The article quotes Jonathan Galassi, head of Vargas Llosa's U.S. publisher, Farrar, Straus & Giroux, hailing him as "one of the world's greatest writers — an eloquent, unequaled champion of human freedom." It also reminds us the "famous incident in Mexico City in 1976, [when] Vargas Llosa punched out [Gabriel] Garcia Marquez, whom he would later ridicule as 'Castro's courtesan.'" One wonders if these are the only two Nobel laureates to have engaged in a fistfight.
La Ciudad y los Perros, his first novel, and Los Cachorros are the only books I recall reading by him, although I have just pulled La Guerra del Fin del Mundo off the shelf where it has languished unread for years, and plan to hone my rusty Castilian on it.
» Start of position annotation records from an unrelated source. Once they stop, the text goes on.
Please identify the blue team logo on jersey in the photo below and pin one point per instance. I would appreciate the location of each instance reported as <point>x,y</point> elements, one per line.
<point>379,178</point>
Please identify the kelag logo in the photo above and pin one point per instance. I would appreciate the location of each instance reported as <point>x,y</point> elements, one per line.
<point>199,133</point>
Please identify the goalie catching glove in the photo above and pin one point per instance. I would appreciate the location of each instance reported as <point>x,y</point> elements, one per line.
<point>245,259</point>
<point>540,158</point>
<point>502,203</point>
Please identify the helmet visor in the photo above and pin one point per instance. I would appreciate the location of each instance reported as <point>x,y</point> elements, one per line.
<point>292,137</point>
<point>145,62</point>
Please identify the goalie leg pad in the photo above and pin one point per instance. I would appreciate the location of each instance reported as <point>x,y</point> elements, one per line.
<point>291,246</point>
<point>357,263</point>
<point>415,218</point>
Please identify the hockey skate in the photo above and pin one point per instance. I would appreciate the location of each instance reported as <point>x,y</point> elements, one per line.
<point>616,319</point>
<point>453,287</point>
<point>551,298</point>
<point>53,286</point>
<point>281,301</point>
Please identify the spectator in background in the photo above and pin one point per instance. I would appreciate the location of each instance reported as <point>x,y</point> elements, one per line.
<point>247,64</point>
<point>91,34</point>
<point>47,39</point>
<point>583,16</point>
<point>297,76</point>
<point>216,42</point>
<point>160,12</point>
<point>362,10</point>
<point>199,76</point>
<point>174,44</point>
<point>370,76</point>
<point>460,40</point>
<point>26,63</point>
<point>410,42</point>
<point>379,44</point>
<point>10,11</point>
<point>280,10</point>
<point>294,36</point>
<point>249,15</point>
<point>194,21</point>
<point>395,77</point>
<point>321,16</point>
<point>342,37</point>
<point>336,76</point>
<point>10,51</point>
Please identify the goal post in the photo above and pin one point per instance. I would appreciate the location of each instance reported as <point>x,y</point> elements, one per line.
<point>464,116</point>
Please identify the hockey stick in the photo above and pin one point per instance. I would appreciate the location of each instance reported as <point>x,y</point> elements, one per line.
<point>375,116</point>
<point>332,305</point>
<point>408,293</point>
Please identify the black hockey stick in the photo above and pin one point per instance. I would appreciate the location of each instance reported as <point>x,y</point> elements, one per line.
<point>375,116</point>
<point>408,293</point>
"The Origins of International Law," the seventh chapter of Thomas E. Woods' How the Catholic Church Built Western Civilization, explains how in the aftermath of the Spanish conquest of the Americas, Francisco de Vitoria, noting the abuses he saw, came to the conclusion that "[t]he treatment to which all human beings were entitled... derives from their status as men rather than as members of the faithful in the state of grace," and concludes with this profound statement from the libertarian Mario Vargas Llosa:
- Father Las Casas was the most active, although not the only one, of those nonconformists who rebelled against abuses inflicted upon the Indians. They fought against their fellow men and against the policies of their own country in the name of the moral principle that to them was higher than any principle of nation or state. This self-determination could not have been possible among the Incas or any of the other pre-Hispanic cultures. In these cultures, as in the other great civilizations of history foreign to the West, the individual could not morally question the social organism of which he was part, because he existed only as an integral atom of that organism and because for him the dictates of the state could not be separated from morality. The first culture to interrogate and question itself, the first to break up the masses into individual beings who with time gradually gained the right to think and act for themselves, was to become, thanks to that unknown exercise, freedom, the most powerful civilization of our world.